Employers investigate accidents to determine what went wrong and to prevent future incidents. Accidents tend to have both immediate causes and root causes.
The immediate causes might be obvious, like ice on a sidewalk that caused a slip.
To identify root causes, look for process breakdowns and even motivations. Those will be harder to correct, but motivations for unsafe behavior must be addressed.
Immediate vs. root causes of workplace accidents
Suppose a forklift driver carried an unbalanced load that slid off the tines while going around a corner. The immediate causes might include failure to secure the load and driving too fast. Finding the root causes, however, involves asking questions like:
- Was the driver trained to secure loads and operate at safe speeds?

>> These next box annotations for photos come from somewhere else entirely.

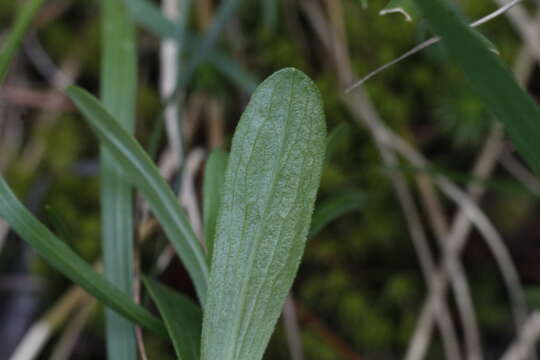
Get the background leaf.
[144,278,202,360]
[203,149,229,260]
[379,0,419,21]
[0,177,166,335]
[201,69,326,360]
[67,86,208,304]
[308,190,365,239]
[100,0,137,360]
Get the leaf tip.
[379,7,413,22]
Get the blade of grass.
[201,69,326,360]
[125,0,257,97]
[144,278,202,360]
[0,176,167,335]
[100,0,137,360]
[203,149,229,260]
[0,0,44,85]
[415,0,540,174]
[326,123,351,162]
[67,86,208,305]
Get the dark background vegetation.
[0,0,540,359]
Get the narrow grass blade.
[100,0,137,360]
[0,0,44,85]
[0,177,167,335]
[67,86,208,304]
[415,0,540,174]
[203,149,229,260]
[201,69,326,360]
[144,278,202,360]
[125,0,257,94]
[308,190,365,239]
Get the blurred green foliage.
[0,0,540,360]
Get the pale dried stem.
[50,298,96,360]
[10,219,158,360]
[159,0,183,171]
[345,0,524,94]
[302,1,461,359]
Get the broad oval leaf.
[379,0,419,22]
[201,69,326,360]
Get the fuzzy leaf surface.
[201,69,326,360]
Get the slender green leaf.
[45,205,73,241]
[0,176,167,336]
[203,149,229,259]
[124,0,257,94]
[67,86,208,304]
[308,190,365,239]
[0,0,44,84]
[201,69,326,360]
[100,0,137,360]
[144,278,202,360]
[415,0,540,174]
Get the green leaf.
[203,149,229,259]
[125,0,257,94]
[44,205,73,241]
[415,0,540,174]
[143,278,202,360]
[201,69,326,360]
[100,0,137,360]
[379,0,419,22]
[0,0,44,85]
[67,86,208,304]
[308,190,365,239]
[0,176,167,336]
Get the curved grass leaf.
[203,149,229,259]
[143,278,202,360]
[201,69,326,360]
[124,0,257,94]
[0,0,44,84]
[308,190,365,239]
[0,176,167,336]
[415,0,540,174]
[100,0,137,360]
[67,86,208,304]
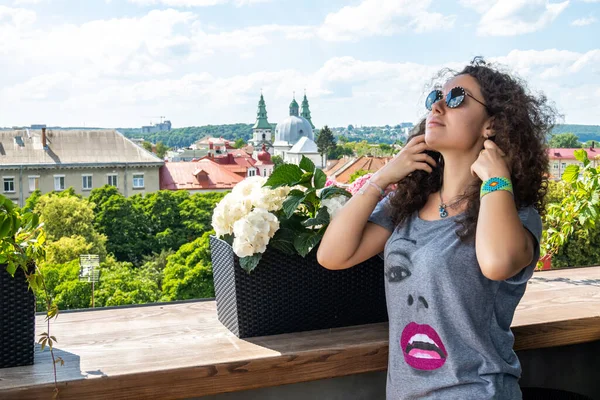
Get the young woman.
[317,59,554,400]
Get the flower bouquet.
[210,157,387,337]
[212,156,351,272]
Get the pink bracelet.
[367,180,385,198]
[358,180,385,200]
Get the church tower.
[249,93,273,153]
[300,93,315,129]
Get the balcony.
[0,267,600,400]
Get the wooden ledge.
[0,267,600,400]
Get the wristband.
[479,176,514,199]
[358,180,385,199]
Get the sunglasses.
[425,86,491,114]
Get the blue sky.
[0,0,600,127]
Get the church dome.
[274,115,315,146]
[257,143,271,164]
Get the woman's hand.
[371,135,436,187]
[471,140,510,182]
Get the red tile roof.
[159,159,244,190]
[548,148,600,160]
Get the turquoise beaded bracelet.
[479,176,514,198]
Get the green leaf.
[294,232,323,257]
[573,149,589,164]
[300,156,315,174]
[263,164,302,189]
[240,253,262,273]
[283,189,306,218]
[562,165,579,183]
[319,186,352,200]
[315,169,327,189]
[302,207,330,228]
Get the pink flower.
[348,173,398,196]
[348,173,373,196]
[325,177,338,187]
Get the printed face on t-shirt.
[385,264,448,371]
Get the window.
[81,175,92,190]
[133,174,144,189]
[4,176,15,193]
[108,174,118,187]
[54,175,65,190]
[29,176,40,192]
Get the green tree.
[317,125,336,165]
[179,192,227,238]
[548,133,581,149]
[156,142,169,160]
[162,231,215,301]
[271,156,284,171]
[142,140,152,153]
[95,257,160,307]
[233,138,246,149]
[35,193,106,259]
[23,189,42,211]
[134,190,189,252]
[327,145,354,160]
[542,149,600,255]
[89,185,154,264]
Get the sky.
[0,0,600,128]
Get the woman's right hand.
[371,135,437,187]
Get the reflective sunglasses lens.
[446,87,465,108]
[425,90,442,111]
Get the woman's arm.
[475,191,535,281]
[471,140,535,281]
[317,135,436,269]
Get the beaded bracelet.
[358,180,385,199]
[479,176,514,199]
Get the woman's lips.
[400,322,448,371]
[427,121,446,128]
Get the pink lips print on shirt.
[400,322,448,371]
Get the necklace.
[440,188,466,218]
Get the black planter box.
[210,236,388,338]
[0,264,35,368]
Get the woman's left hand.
[471,139,510,182]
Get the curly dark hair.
[390,57,557,241]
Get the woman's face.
[425,75,493,153]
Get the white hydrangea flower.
[212,192,252,237]
[321,196,349,219]
[233,208,279,257]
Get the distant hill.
[110,124,600,147]
[552,124,600,142]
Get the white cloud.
[571,17,596,26]
[128,0,271,7]
[460,0,569,36]
[13,0,49,6]
[319,0,455,41]
[459,0,494,14]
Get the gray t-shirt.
[369,196,542,400]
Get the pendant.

- Why didn’t the driver secure the load?
- Why was the driver going too fast?
- Was the driver ever reprimanded for taking too long and perhaps encouraged to speed up?

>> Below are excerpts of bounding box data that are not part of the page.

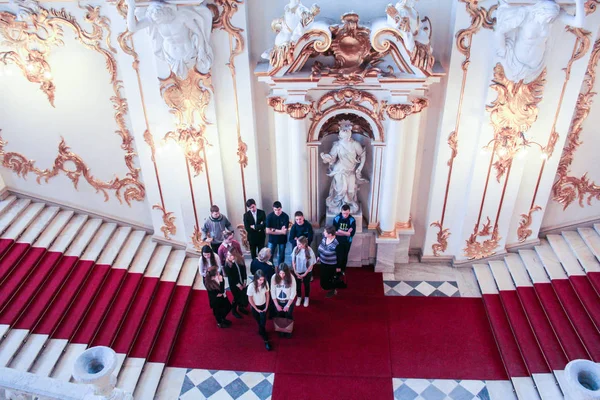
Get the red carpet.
[272,373,394,400]
[0,247,46,309]
[111,278,159,354]
[168,268,507,380]
[517,286,569,370]
[90,273,143,347]
[552,279,600,362]
[500,290,550,374]
[533,283,590,360]
[483,294,530,378]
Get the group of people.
[198,199,356,350]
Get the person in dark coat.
[224,248,248,318]
[244,199,267,259]
[204,267,231,328]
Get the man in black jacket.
[244,199,267,259]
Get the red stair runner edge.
[569,275,600,329]
[90,272,143,347]
[129,281,175,358]
[33,260,94,335]
[148,285,192,364]
[533,283,590,360]
[15,253,78,329]
[552,279,600,362]
[517,286,569,370]
[0,243,31,283]
[482,294,530,378]
[73,268,127,344]
[110,277,159,354]
[0,247,46,310]
[52,264,111,340]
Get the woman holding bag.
[271,263,296,338]
[204,267,231,328]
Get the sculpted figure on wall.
[385,0,421,50]
[262,0,321,67]
[495,0,585,83]
[321,120,367,214]
[127,0,213,79]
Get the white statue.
[495,0,585,83]
[321,120,367,214]
[261,0,321,66]
[127,0,213,79]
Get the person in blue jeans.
[267,201,290,265]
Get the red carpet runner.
[169,268,507,399]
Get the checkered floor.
[179,369,275,400]
[393,378,490,400]
[383,281,460,297]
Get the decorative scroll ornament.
[127,0,213,79]
[0,3,146,205]
[309,88,386,137]
[152,204,177,240]
[517,206,542,243]
[429,221,450,257]
[552,39,600,209]
[159,69,212,176]
[386,98,429,121]
[237,224,250,251]
[464,217,501,260]
[495,0,585,83]
[261,0,321,68]
[486,63,546,182]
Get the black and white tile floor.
[383,281,460,297]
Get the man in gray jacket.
[200,205,233,255]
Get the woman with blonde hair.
[292,236,317,307]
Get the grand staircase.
[473,225,600,400]
[0,196,201,399]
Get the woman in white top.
[271,263,296,338]
[198,245,223,277]
[292,236,317,307]
[247,270,271,350]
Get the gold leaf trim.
[0,5,146,206]
[517,206,542,243]
[552,39,600,209]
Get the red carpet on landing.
[168,268,507,399]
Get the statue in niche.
[321,120,368,214]
[261,0,321,67]
[127,0,213,79]
[495,0,585,83]
[385,0,421,45]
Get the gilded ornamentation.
[159,69,212,176]
[429,221,450,257]
[517,206,542,243]
[386,98,429,121]
[552,39,600,209]
[237,224,250,250]
[285,103,312,119]
[486,63,546,182]
[0,5,146,205]
[152,204,177,240]
[308,88,386,141]
[464,217,501,260]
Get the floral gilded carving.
[517,206,542,243]
[552,39,600,209]
[159,69,212,176]
[0,4,146,205]
[486,63,546,182]
[464,217,501,260]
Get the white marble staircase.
[473,224,600,400]
[0,196,200,400]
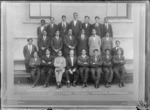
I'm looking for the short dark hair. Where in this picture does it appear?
[27,38,33,42]
[61,15,66,18]
[73,12,78,15]
[105,49,110,52]
[84,16,90,19]
[116,40,120,43]
[93,49,98,52]
[95,16,100,19]
[41,19,45,23]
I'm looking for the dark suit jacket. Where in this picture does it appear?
[51,37,63,51]
[64,35,77,54]
[111,47,124,56]
[90,55,103,67]
[23,44,37,59]
[41,55,54,67]
[69,20,82,37]
[29,58,41,68]
[58,22,69,38]
[92,23,103,39]
[113,55,126,67]
[37,36,50,49]
[46,24,57,40]
[103,23,113,37]
[82,23,92,37]
[101,37,113,52]
[77,35,89,56]
[77,55,90,67]
[103,55,113,67]
[37,26,46,39]
[66,56,77,70]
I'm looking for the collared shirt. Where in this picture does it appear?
[28,45,32,54]
[70,56,73,66]
[73,20,77,26]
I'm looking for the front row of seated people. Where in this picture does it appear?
[29,48,126,88]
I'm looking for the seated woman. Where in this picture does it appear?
[54,51,66,88]
[113,48,126,87]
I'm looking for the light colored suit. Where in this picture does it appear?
[89,35,101,56]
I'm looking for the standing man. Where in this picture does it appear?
[77,29,89,56]
[89,29,101,56]
[101,32,113,54]
[82,16,92,38]
[37,31,50,57]
[70,12,82,38]
[113,49,126,88]
[103,49,113,87]
[64,29,77,56]
[58,15,69,39]
[102,17,113,37]
[111,40,124,56]
[29,52,41,87]
[51,30,63,57]
[66,50,79,88]
[93,16,103,39]
[41,49,54,87]
[46,17,57,40]
[90,49,103,88]
[23,38,37,73]
[37,19,46,40]
[77,49,89,88]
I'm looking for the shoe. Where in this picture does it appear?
[67,82,70,88]
[82,83,85,88]
[119,83,122,88]
[121,82,124,87]
[44,84,48,88]
[32,84,36,88]
[72,82,76,87]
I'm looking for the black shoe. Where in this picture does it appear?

Finding the root causes will help identify corrective actions. For example, if the driver could not recognize an unstable load, training might be needed. However, if the driver knew the load was unstable but carried it anyway, something else is going on.

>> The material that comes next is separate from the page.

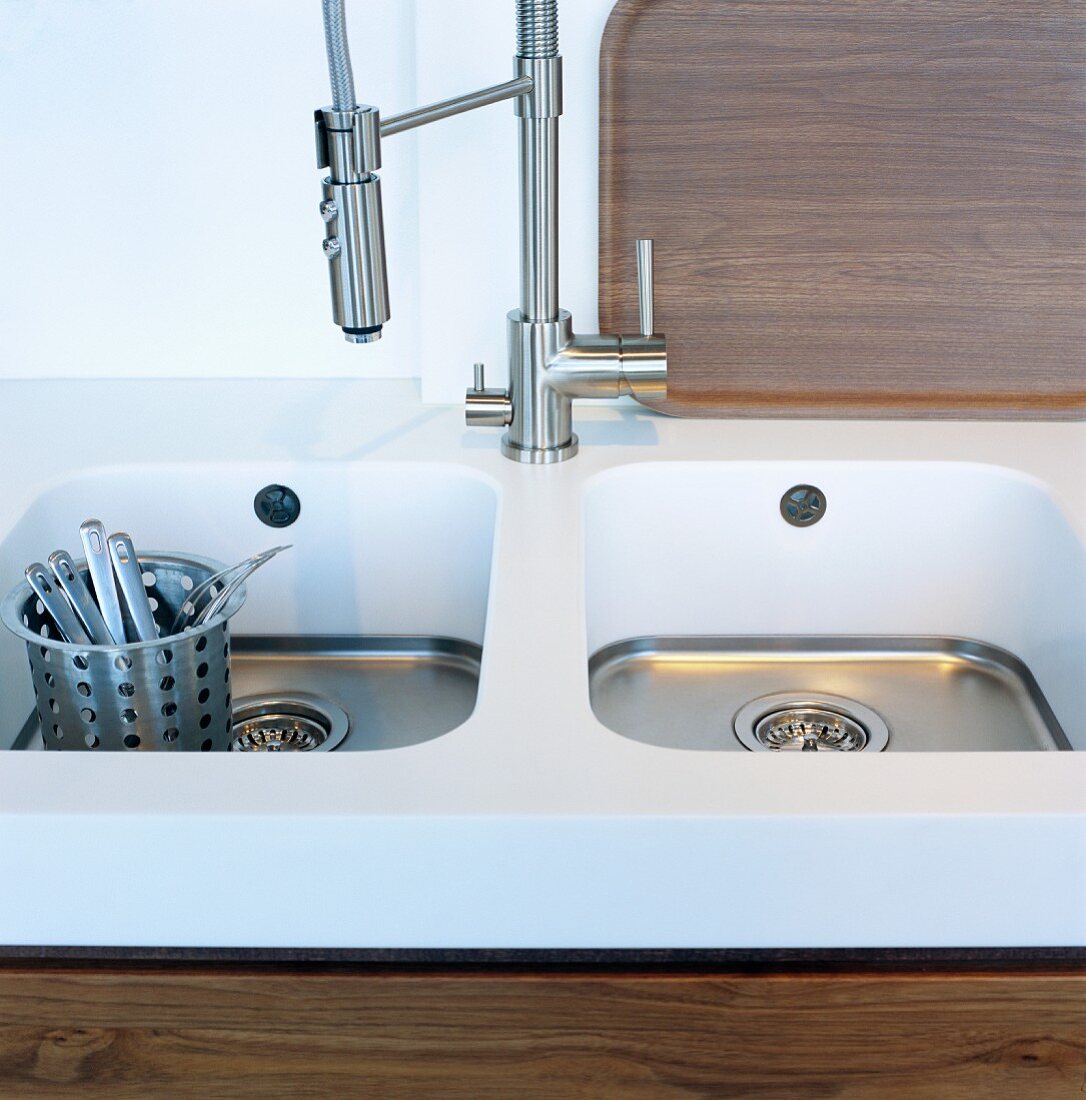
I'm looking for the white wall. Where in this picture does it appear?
[0,0,611,402]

A root cause might be a staffing shortage that encourages workers to take safety shortcuts in order to meet production demands.
Similarly, perhaps the driver was previously reprimanded for going too slow, and got the impression that production speed takes priority over safety.
Communication confusion
Communicating expectations can produce unintended consequences if workers hear something beyond the supervisor’s actual words. Supervisors need to ensure that safety remains an equal priority with productivity.
If the company’s focus is on production speed, with little focus on safety, then communicating production expectations could motivate shortcuts in safety. If that root cause is not addressed, workers will continue to take shortcuts, and will continue to cause accidents.